WHAT’S the secret to inventing a game that becomes a household name?

Former Taunton School student Leslie Scott knows the answer – simplicity.

Leslie invented the phenomenally successful Jenga and has now released a book, About Jenga, telling the history of the game and dissecting its success – with a few handy hints along the way.

She spoke to the County Gazette about how Jenga came about and why it was still such a hit across the world 27 years on.

She said: “We always played games in our family and it came from playing with my brother’s building blocks.

“He was a lot younger, only about five, and we used to set up the blocks and play as a family.

“It was only when I moved to Oxford I realised this wasn’t something everyone did.”

So Leslie set about protecting and marketing the game.

“I had it copyrighted for the first year but then it got very expensive – just as I couldn’t afford it,” she added.

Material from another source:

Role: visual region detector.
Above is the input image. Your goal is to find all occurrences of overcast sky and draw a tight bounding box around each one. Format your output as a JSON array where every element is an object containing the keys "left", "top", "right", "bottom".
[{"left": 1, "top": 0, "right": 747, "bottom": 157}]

“So I had the name trademarked, which is a good way to protect yourself.”

Leslie, who was born and raised in Africa, named the game Jenga – meaning “to build” in Swahili.

She first created the game in 1983, producing and selling it herself, before it was picked up by a Canadian toy firm in 1986.

Leslie spent five years boarding at Taunton School and has fond memories of the town.

She said: “My business partner still lives in Somerset so I do get to come down now and then.

“But it’s strange seeing Taunton and how much it has grown. It’s very different now.

“What now is Brazz used to be a very basic greasy café and we all used to sneak out of school and meet there.

“So it’s strange seeing it look so nice now!

“For a long time Taunton is all I knew of England and it’s still what I think of when I think of England.”

Leslie, who splits her time between Oxford and Africa with her zoologist husband and two children, has created around 40 other games and is the co-founder of Oxford Games Ltd.